Müzakerelerde AB müdahil mi?
AB Komisyonu Başkanı Jean-Claude Juncker ziyareti sırasında Kıbrıs’la ilgili Pieter Van Nuffel’i atadı. Atama, ‘AB taraf olarak kabul edildi’ diye çarpıtıldı. Sanki AB Rumlarla birlikte bizim karşımıza geçmiş ve taraf olmuş, sorunun bir parçası olmuş gibi izlenim yaratıldı. Bu tamamen yanlıştır. AB müzakerelerde ne taraftır ne de müzakerelerin zeminidir. Görüşme süreci Birleşmiş Milletler zemininde yürütülmektedir. İşte bu nedenle Sn. Peter Vanu Nuffel
BM heyeti içinde yer alıyor gibidir. Sn. Nuffel ancak tarafların talebi üzerine ihtiyaç duyulduğu zamanlarda teknik katkı koyacaktır. AB’ye hazırlanmak hiç kolay değildir. Bazı ülkelerin hazırlıkları yıllar sürüyor. Kıbrıs Türk tarafı hızlı bir şekilde AB’ye hazırlanmalıdır. Bu açıdan bakıldığında AB’nin ilgisi, teknik ve finansal katkısı bizim arzu edeceğimiz bir şeydir.

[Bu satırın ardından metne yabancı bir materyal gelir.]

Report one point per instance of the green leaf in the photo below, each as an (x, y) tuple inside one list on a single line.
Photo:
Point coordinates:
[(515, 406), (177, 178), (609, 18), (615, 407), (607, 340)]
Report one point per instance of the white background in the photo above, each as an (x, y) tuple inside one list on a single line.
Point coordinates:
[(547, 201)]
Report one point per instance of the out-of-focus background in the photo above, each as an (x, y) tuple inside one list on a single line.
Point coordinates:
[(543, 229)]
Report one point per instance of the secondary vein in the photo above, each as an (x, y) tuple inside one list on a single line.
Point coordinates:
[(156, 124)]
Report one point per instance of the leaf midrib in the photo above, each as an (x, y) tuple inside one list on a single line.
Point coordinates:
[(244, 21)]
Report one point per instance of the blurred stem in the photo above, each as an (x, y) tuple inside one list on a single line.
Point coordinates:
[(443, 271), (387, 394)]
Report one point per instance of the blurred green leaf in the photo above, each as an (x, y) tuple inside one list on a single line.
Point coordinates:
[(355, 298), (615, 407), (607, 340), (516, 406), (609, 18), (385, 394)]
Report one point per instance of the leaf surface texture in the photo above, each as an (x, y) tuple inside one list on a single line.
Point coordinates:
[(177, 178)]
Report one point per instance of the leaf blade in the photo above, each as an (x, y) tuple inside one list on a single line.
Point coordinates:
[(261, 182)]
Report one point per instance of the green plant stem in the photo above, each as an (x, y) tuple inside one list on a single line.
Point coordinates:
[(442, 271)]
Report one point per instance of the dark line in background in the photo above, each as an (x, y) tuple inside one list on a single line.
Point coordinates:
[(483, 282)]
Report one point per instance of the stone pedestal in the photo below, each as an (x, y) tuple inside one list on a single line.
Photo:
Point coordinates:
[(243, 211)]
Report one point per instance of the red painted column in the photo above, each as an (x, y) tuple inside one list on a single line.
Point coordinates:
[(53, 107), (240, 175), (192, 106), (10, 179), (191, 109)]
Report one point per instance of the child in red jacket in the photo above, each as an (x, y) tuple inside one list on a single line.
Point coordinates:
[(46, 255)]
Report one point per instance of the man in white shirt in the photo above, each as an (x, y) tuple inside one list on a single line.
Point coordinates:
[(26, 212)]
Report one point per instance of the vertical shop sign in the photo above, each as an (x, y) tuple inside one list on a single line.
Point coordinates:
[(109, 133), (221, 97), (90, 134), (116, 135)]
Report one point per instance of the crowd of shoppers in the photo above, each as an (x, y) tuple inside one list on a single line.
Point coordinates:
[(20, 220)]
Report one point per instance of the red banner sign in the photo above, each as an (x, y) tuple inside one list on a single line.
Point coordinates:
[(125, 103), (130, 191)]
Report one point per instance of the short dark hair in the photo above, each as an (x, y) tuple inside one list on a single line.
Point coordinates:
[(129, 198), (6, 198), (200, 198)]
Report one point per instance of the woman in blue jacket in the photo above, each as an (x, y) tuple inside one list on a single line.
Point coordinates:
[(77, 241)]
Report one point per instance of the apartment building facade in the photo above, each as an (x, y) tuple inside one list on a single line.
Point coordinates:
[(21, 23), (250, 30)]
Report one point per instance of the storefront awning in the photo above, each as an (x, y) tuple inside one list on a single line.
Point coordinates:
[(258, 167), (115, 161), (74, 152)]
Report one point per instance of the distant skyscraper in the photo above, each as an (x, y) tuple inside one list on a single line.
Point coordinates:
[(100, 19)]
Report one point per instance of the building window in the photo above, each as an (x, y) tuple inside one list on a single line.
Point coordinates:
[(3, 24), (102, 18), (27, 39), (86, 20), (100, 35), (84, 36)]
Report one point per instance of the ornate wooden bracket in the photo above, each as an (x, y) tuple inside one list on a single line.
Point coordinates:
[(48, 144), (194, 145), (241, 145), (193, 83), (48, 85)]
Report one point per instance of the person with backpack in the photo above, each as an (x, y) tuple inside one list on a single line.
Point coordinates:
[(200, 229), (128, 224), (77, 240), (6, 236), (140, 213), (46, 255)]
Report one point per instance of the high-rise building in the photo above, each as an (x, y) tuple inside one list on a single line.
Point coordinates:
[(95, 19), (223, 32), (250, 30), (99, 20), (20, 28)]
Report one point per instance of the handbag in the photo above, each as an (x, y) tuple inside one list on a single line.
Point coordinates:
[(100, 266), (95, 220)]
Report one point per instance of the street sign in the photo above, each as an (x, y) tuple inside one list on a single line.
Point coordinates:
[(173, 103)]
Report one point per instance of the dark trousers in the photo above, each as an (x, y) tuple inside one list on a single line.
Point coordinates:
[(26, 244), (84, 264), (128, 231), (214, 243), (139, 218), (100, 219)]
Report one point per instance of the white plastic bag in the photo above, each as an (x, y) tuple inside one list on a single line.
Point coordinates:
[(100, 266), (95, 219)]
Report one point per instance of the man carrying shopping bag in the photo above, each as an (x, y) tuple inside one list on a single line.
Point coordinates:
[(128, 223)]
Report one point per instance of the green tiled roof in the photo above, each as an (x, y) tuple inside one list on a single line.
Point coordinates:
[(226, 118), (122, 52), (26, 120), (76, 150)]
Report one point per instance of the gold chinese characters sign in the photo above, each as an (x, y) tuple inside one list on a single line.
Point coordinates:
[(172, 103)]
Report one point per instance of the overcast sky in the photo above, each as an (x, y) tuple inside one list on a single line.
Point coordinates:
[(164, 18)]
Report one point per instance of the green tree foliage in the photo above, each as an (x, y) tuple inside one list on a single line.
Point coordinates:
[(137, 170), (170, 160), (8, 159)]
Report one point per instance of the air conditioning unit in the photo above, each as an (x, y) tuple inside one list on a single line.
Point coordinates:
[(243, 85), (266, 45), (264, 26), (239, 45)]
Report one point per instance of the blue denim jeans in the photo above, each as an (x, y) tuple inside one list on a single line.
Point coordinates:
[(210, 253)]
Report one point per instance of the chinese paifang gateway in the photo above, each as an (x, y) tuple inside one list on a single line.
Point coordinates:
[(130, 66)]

Anlaşma AB’nin birincil hukuku olacak mı?
Kıbrıs sorununun iki toplumlu ve iki bölgeli bir şekilde çözülmesine çok duyarlıyız. Bu konunun gelecekte AB mahkemelerinde bozulmaması için en üst düzeyde hukuki garanti istiyoruz. Bugünkü pozisyonumuz itibariyle, bu garantinin varılacak anlaşmanın tüm AB parlamentolarında onaylanarak birincil hukuk olmasıyla mümkün olacabileceğine inanıyoruz. Aynı amaca yönelik başka bir formül varsa en azından şu anda biz bilmiyoruz.